On learning InnoDB: A journey to the core

I’ve been using InnoDB for about a decade now, and up to now have understood it well enough to make it do what I wanted, most of the time. However in order to achieve some goals related to efficiency, I’ve found it necessary to take my understanding to the next level. Unfortunately, the InnoDB documentation was pretty lacking in clear explanations of InnoDB’s internal data structures. Reading the code turned out to be the only way to find the information I needed.

However I quickly found that the structures and their usage (and especially their inter-relationships) are way too complex to keep in your head just based on reading the code. Additionally it’s only really possible to hope you’ve understood the structure correctly just based on reading (and for me, there were a lot of misunderstandings along the way).

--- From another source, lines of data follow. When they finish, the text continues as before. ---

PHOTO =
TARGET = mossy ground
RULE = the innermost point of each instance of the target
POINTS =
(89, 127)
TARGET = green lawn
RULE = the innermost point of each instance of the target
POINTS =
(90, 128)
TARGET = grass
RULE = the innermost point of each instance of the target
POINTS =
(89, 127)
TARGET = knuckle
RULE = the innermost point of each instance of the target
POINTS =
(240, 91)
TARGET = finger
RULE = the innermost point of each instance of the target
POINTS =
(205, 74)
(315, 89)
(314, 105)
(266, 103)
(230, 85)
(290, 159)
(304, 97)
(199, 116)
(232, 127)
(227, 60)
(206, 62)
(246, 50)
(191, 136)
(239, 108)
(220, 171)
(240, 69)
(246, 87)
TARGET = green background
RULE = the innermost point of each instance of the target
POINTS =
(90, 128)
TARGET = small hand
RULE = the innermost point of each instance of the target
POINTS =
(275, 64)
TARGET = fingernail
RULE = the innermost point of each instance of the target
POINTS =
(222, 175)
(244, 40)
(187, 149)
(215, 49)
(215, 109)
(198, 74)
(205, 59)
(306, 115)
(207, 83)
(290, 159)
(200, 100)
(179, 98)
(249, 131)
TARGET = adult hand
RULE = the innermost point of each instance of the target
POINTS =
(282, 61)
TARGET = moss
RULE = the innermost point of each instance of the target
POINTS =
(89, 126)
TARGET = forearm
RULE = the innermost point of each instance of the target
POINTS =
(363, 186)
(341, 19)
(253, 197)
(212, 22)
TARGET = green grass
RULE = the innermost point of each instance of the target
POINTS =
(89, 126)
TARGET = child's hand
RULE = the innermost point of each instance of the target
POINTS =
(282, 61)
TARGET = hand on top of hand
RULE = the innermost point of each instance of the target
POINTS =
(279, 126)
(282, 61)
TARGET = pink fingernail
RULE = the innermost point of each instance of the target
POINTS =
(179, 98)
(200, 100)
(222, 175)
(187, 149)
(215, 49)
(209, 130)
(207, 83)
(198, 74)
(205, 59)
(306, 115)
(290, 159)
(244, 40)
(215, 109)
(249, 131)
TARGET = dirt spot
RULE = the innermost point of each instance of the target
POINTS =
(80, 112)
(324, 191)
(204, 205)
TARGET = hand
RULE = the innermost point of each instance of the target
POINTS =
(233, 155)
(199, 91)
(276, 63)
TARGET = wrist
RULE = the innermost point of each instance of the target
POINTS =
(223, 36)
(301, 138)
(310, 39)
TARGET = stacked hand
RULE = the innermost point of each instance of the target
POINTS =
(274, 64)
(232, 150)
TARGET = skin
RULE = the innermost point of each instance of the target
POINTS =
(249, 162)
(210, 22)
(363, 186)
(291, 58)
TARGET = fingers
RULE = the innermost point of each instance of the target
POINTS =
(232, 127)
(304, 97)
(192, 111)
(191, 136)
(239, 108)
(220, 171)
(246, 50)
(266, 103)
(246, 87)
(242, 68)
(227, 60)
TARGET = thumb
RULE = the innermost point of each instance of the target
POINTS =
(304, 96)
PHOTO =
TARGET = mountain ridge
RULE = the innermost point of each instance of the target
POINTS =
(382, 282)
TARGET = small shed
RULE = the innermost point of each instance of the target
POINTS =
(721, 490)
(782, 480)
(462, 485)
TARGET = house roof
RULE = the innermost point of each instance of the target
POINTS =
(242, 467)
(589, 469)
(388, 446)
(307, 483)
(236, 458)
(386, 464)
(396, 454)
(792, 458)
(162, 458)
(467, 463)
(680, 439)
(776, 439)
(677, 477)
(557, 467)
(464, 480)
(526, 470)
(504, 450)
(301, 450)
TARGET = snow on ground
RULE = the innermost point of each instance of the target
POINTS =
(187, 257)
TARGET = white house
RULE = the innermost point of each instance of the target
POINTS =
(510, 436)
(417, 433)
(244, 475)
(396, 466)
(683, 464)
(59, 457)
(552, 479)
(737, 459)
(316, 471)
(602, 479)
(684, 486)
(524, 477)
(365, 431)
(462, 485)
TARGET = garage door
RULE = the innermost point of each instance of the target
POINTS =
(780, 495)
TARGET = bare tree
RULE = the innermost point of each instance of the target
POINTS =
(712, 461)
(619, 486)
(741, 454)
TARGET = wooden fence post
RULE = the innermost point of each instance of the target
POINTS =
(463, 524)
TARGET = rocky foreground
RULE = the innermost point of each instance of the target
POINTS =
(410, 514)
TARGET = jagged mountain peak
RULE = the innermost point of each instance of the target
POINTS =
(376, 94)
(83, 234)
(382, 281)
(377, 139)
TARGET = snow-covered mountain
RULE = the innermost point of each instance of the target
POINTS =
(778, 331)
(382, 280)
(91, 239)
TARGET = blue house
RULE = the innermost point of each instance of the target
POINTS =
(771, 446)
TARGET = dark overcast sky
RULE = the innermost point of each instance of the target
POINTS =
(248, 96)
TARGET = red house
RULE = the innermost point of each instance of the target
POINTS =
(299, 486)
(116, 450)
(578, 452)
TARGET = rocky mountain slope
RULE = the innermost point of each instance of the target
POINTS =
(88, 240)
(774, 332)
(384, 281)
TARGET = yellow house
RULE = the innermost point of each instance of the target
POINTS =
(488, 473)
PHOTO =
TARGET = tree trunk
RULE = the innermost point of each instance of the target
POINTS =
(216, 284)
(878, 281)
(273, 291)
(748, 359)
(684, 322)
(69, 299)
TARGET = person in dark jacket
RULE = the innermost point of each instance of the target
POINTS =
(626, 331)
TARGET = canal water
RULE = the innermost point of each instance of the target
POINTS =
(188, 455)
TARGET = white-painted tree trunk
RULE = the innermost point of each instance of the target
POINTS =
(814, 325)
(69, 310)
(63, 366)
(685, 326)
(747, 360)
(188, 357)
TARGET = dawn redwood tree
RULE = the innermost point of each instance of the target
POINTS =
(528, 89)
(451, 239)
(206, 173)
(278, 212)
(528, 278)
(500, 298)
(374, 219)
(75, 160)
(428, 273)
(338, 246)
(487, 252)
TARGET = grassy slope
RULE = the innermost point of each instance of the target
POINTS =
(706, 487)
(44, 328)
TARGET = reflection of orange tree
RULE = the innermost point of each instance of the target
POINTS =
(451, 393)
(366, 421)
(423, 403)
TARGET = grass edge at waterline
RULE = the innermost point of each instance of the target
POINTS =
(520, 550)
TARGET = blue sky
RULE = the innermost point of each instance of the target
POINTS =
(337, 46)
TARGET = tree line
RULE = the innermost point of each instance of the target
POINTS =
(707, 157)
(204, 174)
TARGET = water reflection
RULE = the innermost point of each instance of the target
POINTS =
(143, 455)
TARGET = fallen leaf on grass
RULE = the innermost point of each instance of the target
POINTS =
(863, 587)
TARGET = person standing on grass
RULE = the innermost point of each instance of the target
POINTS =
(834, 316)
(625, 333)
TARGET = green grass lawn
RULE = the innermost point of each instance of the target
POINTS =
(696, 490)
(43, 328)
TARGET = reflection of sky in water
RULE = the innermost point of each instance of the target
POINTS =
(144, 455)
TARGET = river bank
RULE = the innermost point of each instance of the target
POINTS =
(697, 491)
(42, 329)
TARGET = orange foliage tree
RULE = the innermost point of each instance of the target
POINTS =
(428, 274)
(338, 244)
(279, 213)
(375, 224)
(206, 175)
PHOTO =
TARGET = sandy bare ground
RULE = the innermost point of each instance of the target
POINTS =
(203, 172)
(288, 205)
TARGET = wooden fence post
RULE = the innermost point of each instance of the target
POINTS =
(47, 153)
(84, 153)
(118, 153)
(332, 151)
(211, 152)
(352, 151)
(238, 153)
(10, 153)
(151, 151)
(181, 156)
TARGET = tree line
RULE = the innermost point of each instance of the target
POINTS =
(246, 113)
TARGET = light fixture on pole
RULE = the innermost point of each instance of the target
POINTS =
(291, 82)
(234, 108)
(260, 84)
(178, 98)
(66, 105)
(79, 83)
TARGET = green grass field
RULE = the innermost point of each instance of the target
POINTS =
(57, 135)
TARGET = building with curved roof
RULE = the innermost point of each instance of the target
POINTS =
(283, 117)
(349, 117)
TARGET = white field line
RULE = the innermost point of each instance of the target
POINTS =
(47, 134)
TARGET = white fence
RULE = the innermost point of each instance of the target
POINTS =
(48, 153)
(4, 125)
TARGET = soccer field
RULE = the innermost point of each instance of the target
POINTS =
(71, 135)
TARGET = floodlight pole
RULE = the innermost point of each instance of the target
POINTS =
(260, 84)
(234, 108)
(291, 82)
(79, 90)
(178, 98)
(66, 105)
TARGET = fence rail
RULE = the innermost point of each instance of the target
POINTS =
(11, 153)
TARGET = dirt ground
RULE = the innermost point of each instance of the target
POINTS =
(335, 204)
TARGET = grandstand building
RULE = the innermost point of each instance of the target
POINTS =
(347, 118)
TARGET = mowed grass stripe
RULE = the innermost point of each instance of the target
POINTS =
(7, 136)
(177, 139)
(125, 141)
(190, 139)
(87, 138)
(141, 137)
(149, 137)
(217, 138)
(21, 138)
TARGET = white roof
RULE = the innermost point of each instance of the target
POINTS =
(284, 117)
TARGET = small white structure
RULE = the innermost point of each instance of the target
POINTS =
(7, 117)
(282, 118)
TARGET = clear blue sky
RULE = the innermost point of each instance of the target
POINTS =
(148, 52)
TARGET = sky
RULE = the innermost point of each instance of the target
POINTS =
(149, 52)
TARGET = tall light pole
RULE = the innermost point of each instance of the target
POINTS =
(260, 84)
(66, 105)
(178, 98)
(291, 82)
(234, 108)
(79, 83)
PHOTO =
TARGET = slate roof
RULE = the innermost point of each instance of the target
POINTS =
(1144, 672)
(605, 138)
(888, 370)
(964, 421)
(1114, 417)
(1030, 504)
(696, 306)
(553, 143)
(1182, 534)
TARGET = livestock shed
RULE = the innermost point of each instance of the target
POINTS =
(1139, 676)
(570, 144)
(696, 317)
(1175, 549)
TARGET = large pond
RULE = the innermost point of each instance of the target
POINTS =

An approach I’ve long taken to understanding something that is complex and poorly documented is the following three steps:

  1. Read the existing documentation and the existing code, until a basic understanding is reached. Often there are serious misunderstandings or incorrect factorization at this step.
  2. Write my own implementation, even a very basic and broken one, preferably in a completely different language (which avoids the tendency to cut and paste anything). Revise my understanding based on what works and what doesn’t.
  3. Create new documentation and diagrams based on my new understanding. Refactor my implementation as necessary (the act of reviewing everything in order to document it often reveals incorrect factorizations). Correct documentation based on new understanding from refactoring code. Repeat until correct.

Implementing InnoDB’s on-disk data structures

I started the innodb_ruby project to implement InnoDB’s on-disk data structures in Ruby. I chose Ruby because it’s very flexible, extremely fast for prototyping, and it’s my current favorite language. Any language would do, however, and performance is not really an issue (although we don’t want it to be too atrociously slow as that will make testing iteratively annoying).

Once starting the project, I had very basic parsing of the FIL header (common to all page types in InnoDB) on 16KiB pages working within minutes. After a couple more hours I had implemented the INDEX page header and could answer very basic questions like how many records were in each index page—an immediately useful result.

I went ahead and implemented each of the other critical data structures that I needed one at a time and in the order I needed each of them to be able to go deeper into each level of understanding InnoDB’s storage. Davi also jumped in and wrote some of the hairy bits such as dealing with variable-width field types in records.

We now have a basically working read-only implementation of InnoDB’s major data structures.

Documenting InnoDB’s on-disk data structures

Once enough of InnoDB’s secrets had been uncovered that I felt I could start making diagrams without them being completely wrong, I set out to build clear and approachable diagrams for all major InnoDB on-disk data structures. I started the innodb_diagrams project, and I chose to build them in OmniGraffle.

At this point most of the on-disk storage format for tablespace files (ibdataX and *.ibd files) is documented for Barracuda format tables (with COMPACT records). Much still remains to build corresponding documents for Antelope format (with REDUNDANT records) and for InnoDB-compressed tables. The log file format also remains.

Making use of the code and diagrams

Now that we have working code that is useful for interactive demos, and diagrams which will make great supporting material, I intend to write a few posts about some of the more interesting and undocumented structures. Keep an eye out!